0
votes

I am creating a ksql stream from kafka topic. Source topic has 50 partitions, and target stream also has 50 partitions, But the issue is source partition 1 is going to random partition in the target stream ( example partition 10).

Schema: CREATE STREAM SCHEMA_BASE ( ID VARCHAR, Timestamp VARCHAR, CITY VARCHAR, Partition INTEGER) WITH ( KAFKA_TOPIC = 'SPARK_EVENTS', VALUE_FORMAT = 'JSON', TIMESTAMP_FORMAT = 'yyyy-MM-dd''T''HH:mm:ss.SSSSSSS''Z''', TIMESTAMP = 'Timestamp' );

Stream : CREATE STREAM spark_event_streams as SELECT ID, Timestamp, CITY, Partition FROM SCHEMA_BASE PARTITION BY Partition;

Is there a way I can force the target stream to use exact partitioning??

1
Did you use custom partioner while producing your data into the main stream? What is the keys in SPARK_EVENTS topic?
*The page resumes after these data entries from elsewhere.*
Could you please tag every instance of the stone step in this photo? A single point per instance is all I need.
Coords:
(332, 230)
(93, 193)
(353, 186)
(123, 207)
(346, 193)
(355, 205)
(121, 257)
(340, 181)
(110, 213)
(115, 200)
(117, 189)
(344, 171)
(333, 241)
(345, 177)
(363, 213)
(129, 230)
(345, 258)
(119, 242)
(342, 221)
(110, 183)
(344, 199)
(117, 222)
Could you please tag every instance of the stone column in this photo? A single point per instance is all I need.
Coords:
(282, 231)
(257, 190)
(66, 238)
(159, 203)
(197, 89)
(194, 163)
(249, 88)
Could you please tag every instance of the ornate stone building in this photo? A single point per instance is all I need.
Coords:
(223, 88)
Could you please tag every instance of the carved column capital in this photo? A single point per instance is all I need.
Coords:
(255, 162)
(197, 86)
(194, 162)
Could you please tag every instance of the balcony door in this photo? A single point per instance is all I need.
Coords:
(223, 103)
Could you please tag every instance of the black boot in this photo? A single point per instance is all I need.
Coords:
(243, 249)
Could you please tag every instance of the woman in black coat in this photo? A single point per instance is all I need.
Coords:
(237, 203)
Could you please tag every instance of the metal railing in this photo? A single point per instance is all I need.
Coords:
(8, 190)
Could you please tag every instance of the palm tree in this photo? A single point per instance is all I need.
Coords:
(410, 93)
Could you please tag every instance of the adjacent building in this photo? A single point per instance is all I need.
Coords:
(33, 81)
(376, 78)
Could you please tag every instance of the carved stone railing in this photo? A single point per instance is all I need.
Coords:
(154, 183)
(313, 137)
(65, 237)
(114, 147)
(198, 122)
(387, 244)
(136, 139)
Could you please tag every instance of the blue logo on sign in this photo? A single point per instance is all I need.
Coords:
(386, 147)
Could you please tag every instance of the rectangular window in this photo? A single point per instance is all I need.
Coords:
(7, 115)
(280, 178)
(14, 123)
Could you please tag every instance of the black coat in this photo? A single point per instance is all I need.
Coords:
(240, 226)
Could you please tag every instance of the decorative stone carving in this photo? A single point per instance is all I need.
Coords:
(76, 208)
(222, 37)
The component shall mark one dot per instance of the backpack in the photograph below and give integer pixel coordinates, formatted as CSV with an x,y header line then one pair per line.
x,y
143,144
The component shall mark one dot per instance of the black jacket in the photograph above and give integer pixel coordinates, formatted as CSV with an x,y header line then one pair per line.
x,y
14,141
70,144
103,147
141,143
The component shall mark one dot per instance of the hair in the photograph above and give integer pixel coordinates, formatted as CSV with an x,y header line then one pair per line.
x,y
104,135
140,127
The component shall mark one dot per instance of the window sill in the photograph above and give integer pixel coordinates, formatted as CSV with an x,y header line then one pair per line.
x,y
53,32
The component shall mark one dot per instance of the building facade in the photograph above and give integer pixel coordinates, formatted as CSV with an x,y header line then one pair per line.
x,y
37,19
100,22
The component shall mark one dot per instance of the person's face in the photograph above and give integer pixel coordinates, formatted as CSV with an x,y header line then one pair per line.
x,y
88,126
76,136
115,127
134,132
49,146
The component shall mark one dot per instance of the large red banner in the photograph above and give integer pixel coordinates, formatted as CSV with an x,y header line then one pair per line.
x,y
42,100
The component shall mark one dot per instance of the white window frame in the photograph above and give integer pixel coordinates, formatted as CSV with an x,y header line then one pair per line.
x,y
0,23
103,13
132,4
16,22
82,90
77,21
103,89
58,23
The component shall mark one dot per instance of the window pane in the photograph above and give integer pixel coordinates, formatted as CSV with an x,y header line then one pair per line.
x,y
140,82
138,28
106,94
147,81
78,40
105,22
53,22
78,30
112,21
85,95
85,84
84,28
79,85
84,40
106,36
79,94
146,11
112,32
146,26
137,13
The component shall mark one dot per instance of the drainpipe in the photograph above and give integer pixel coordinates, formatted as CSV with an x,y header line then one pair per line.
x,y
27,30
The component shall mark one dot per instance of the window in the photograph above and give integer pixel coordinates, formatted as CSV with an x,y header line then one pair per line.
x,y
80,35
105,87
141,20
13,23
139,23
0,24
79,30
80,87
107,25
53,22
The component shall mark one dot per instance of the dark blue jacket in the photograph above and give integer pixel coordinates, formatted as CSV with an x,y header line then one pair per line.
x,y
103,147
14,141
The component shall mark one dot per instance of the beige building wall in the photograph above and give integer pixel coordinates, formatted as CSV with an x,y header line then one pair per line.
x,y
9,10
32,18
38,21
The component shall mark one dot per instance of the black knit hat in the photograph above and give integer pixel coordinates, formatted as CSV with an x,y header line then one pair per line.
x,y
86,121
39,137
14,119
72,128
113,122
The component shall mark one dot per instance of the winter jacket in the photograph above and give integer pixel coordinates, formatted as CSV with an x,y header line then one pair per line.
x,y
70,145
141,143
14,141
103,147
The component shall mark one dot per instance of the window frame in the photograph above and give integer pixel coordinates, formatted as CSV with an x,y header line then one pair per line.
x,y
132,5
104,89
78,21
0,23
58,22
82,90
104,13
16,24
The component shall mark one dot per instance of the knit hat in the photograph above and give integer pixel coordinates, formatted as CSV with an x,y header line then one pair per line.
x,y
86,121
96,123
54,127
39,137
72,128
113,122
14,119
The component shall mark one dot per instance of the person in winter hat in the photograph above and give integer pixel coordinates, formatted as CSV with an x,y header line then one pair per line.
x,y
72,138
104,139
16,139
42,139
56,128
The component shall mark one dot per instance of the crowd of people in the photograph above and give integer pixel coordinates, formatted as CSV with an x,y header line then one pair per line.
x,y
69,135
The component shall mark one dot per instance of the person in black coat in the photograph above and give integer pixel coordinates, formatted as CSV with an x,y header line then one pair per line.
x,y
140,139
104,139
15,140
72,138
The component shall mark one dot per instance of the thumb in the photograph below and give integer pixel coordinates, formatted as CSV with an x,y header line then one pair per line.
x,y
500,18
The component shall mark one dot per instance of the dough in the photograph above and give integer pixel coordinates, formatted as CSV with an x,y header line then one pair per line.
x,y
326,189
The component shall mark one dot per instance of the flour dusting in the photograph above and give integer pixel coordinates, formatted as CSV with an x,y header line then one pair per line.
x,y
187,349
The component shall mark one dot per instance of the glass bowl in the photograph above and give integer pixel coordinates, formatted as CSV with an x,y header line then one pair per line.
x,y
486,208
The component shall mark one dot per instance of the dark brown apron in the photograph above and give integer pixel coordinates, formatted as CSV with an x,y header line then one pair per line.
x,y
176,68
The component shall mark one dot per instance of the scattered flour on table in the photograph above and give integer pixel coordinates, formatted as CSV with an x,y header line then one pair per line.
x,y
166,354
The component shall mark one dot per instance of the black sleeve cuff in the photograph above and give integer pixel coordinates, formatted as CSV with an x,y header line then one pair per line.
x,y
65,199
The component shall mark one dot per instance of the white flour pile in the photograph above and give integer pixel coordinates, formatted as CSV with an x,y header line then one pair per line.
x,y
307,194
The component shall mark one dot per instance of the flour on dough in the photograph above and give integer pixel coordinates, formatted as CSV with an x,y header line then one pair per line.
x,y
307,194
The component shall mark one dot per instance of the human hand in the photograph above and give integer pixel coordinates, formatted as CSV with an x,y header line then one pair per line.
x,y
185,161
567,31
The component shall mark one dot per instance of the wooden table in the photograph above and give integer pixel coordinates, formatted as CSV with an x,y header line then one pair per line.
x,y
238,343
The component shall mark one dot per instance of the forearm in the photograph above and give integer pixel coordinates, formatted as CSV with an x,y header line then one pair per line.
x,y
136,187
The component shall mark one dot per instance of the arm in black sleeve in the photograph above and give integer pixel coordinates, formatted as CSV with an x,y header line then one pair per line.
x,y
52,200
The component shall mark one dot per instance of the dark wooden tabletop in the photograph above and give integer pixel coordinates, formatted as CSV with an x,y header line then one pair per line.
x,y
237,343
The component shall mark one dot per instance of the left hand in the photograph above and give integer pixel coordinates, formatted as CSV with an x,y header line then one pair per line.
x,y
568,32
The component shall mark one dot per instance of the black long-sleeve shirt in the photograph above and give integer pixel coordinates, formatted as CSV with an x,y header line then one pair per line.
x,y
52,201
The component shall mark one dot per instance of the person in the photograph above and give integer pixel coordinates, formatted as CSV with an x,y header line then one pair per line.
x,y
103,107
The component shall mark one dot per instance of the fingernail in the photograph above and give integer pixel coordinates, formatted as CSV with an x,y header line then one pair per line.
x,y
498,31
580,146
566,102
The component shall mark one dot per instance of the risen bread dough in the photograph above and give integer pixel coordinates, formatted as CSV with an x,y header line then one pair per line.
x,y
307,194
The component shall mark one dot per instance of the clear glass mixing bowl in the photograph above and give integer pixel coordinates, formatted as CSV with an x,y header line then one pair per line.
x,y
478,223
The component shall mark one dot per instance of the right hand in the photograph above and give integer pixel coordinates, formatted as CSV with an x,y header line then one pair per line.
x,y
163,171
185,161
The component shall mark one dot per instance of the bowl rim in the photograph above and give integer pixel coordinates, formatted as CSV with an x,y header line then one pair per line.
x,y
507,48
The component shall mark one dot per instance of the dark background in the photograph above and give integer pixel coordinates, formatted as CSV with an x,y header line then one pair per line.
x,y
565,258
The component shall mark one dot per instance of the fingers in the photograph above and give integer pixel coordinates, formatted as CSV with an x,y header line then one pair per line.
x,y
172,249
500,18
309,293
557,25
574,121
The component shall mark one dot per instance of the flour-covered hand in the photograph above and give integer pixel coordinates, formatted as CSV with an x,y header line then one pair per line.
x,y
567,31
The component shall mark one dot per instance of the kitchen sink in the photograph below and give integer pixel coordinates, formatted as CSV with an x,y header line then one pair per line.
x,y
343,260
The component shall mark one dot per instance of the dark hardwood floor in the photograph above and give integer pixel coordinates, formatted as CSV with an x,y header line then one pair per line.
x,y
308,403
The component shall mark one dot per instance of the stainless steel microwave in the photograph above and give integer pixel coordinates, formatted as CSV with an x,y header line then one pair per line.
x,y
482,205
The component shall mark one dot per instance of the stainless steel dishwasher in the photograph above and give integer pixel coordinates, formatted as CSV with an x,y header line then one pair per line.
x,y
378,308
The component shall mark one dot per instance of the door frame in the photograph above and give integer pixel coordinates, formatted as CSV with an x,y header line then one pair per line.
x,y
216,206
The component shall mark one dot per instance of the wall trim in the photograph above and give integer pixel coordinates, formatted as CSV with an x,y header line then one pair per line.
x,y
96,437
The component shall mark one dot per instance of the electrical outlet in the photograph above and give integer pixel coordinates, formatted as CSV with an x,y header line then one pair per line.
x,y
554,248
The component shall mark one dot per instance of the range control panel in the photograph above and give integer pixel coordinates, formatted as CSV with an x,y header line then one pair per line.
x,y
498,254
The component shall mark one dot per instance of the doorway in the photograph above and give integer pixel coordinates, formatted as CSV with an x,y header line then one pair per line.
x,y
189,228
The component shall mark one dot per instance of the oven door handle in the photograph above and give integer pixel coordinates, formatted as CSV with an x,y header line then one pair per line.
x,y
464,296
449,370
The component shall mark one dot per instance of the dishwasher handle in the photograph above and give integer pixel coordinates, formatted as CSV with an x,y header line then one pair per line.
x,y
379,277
Seems your main stream is not partioned by PARTITIONRan Lupovich

1 Answers

0
votes

Custom partitioning is not supported in ksqlDB, and ksqlDB always uses the default partitioner, that implement a round-robin strategy if the message key is null.

I filed https://github.com/confluentinc/ksql/issues/7984 to maybe extend ksqlDB with a new feature.